As a boy, Michel David-Weill survived the Nazi occupation of France. He would go on to make his name as the leader of Lazard, his family’s venerable Franco-American boutique bank. The financier became known for skilfully steering the firm through its 1980s heyday, and later, begrudgingly, towards the modern finance era.

Lazard has never been bankrupted, bailed out or otherwise subsumed by a financial supermarket like once-flashier rivals. Rather, copycat firms have attempted to replicate its simple approach, seemingly in tribute to a bygone era of finance that David-Weill, who has died at the age of 89, embodied.

His tight rule and reluctance to embrace Wall Street fads at times frustrated colleagues, who worried that David-Weill’s risk aversion would render Lazard an anachronism in the 21st century. Yet today loyalists note that Lazard has stayed independent, with a multibillion-dollar valuation. Its core business remains advising captains of industry and governments on their thorniest challenges. 

In 2001, David-Weill lured the Wall Street legend Bruce Wasserstein to the firm. Wasserstein pulled off a public listing of Lazard in 2005, a deal that crystallised a billion-dollar fortune for David-Weill. But David-Weill saw the IPO as antithetical to his conception of the firm as a tight-knit partnership. He left over the disagreement, marking the first time in its 150-year history that Lazard no longer employed a member of its founding family. 

Michel David-Weill was born in Paris in 1932. His great-grandfather Alexandre Weill had turned Lazard, originally a New Orleans dry goods business founded in 1848, into a bank with operations in the US, London and Paris. 

When the second world war broke out, David-Weill’s mother had him baptised as Catholic to avoid detection as a Jew. He moved to New York after the war and, after apprenticeships at other firms, joined Lazard in 1956. He returned to France to replace his father as head of Lazard Paris when the latter died in 1975. Just a few years later, he moved back to New York to take charge of the office there, succeeding the imposing André Meyer.

In his 25-year run, David-Weill made crucial strategic decisions. These included growing an asset management unit that would eventually generate half the firm’s profit, buying out a Lazard stake previously owned by British conglomerate Pearson, and most significantly, formally merging the Lazard “houses” of Paris, London and New York which previously operated as a loose confederation. 

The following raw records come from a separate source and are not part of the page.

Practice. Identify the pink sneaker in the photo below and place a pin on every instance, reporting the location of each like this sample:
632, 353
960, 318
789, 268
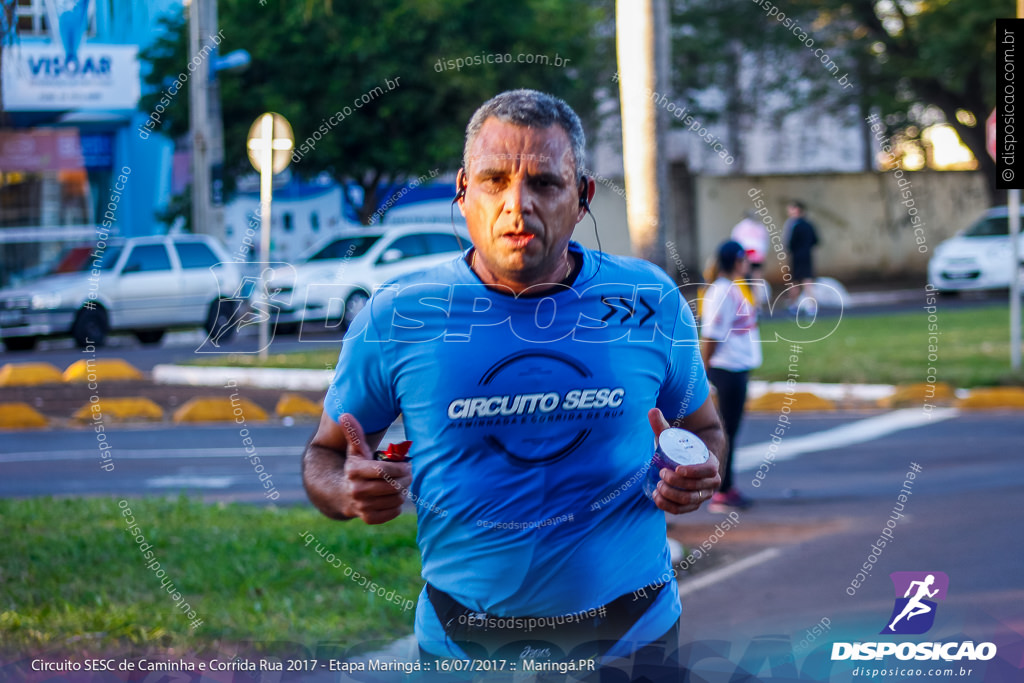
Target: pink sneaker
728, 501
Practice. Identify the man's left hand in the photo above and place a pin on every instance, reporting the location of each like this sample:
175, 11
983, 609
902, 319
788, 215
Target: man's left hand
686, 487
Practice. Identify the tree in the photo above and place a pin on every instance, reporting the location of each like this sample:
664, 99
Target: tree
913, 61
380, 92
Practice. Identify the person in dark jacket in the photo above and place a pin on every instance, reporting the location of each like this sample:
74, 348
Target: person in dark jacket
802, 240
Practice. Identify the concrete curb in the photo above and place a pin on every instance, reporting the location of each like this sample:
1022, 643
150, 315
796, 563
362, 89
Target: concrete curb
266, 378
98, 370
20, 416
994, 398
219, 409
91, 370
29, 374
120, 410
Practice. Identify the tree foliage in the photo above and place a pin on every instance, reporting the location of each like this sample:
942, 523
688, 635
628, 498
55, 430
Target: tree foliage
312, 59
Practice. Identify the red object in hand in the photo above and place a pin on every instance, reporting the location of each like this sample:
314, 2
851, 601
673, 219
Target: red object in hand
396, 453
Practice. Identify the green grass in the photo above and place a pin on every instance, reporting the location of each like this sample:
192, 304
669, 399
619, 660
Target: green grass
323, 359
973, 348
73, 580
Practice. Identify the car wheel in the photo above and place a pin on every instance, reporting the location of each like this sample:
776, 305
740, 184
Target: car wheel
91, 327
219, 323
150, 336
19, 343
353, 304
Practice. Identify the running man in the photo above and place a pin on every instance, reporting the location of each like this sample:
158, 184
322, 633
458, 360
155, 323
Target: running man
531, 376
914, 606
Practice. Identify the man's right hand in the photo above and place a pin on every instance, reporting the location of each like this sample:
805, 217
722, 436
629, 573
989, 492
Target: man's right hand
373, 489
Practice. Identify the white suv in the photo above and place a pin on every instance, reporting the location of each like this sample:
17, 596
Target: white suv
140, 285
335, 279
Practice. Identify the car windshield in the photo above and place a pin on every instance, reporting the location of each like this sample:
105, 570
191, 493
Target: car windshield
83, 259
989, 227
346, 248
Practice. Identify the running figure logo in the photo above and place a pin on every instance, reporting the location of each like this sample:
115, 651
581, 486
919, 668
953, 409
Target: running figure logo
914, 611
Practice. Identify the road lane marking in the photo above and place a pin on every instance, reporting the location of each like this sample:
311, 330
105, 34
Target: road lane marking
706, 580
868, 429
151, 454
185, 481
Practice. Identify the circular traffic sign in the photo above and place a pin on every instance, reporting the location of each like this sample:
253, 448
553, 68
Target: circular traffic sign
270, 142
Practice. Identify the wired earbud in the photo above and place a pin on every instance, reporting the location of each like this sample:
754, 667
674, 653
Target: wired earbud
585, 180
460, 186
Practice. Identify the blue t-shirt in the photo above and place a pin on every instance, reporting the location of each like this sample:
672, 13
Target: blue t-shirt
528, 422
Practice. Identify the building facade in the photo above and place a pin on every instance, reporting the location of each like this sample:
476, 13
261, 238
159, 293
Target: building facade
72, 162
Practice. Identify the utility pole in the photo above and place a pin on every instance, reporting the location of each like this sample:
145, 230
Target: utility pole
642, 47
206, 126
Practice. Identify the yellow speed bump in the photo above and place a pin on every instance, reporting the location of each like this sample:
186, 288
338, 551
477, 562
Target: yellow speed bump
20, 416
774, 401
97, 370
29, 374
219, 409
994, 397
131, 408
296, 406
907, 395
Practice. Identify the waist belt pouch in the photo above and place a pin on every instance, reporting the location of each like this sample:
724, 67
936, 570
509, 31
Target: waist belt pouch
582, 635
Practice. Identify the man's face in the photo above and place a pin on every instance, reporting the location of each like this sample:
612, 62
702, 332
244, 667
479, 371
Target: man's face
522, 201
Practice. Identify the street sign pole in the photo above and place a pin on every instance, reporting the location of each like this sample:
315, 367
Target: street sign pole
270, 143
1015, 280
1015, 267
265, 198
1014, 209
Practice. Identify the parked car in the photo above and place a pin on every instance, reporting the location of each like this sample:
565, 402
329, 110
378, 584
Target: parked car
335, 279
977, 258
144, 286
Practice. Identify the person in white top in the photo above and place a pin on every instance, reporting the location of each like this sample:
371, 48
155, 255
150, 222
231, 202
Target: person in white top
730, 348
753, 235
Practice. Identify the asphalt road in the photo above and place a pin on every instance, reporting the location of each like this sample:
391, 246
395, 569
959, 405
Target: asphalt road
180, 346
753, 602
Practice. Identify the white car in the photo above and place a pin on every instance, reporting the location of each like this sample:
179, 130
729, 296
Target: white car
978, 258
144, 286
336, 278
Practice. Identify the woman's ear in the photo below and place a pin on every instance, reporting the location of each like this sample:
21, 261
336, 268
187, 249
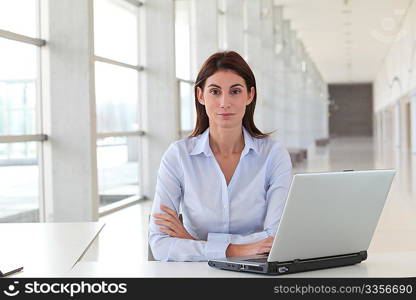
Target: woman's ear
199, 94
251, 95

But his greatest talent was in spotting particular types of bankers, and his curation of a creative space in which these men could pursue their craft.

“There is an immense diversity of backgrounds inside the Lazard firms,” David-Weill told Euromoney in 1993. “But they share one thing: the excitement of individually being able to make a difference through what they contribute intellectually.”

James Kempner, hired in the 1980s as a junior associate and later promoted to partner, compared David-Weill to the New York Yankees owner who was obsessive about fielding championship baseball teams. “Like George Steinbrenner, Michel had a way of bringing in incredible superstars,” he said.

Another Lazard hand explained that David-Weill was singularly able to maintain cohesion among the distinctive personalities on either side of the Atlantic. 

“All of us stayed because of our personal relationships with Michel. He had an individual approach to each partner. You’d get called to his office and wouldn’t know if you would be there for ten minutes or two hours.”

Eventually, these bonds would fray. By the late 1990s, high finance had become institutionalised. Sprawling complexes like Citigroup were smashed together. Goldman Sachs, itself a storied partnership, sold its shares to the public. Vast riches were being created in technology start-ups, venture capital, private equity and hedge funds. Lazard’s legacy owners soaked so much of its profits that there was not enough to pay the producers. 

David-Weill, by then in his 60s, was accused of entrenching himself atop Lazard. He and his wife Hélène had four daughters, none of whom joined the firm. A son-in-law was tapped as a possible heir, but exited after disappointing his seniors during a stint at Lazard. Others departed when it became evident they had fallen out of favour with the chairman.

Even after he was no longer officially affiliated with Lazard, David-Weill’s contemporaries frequently made the pilgrimage to his Fifth Avenue apartment to continue their long conversations. “In life there are sometimes pleasant surprises”, he said in 2019. “And one of them is that Lazard is still Lazard in my eyes”.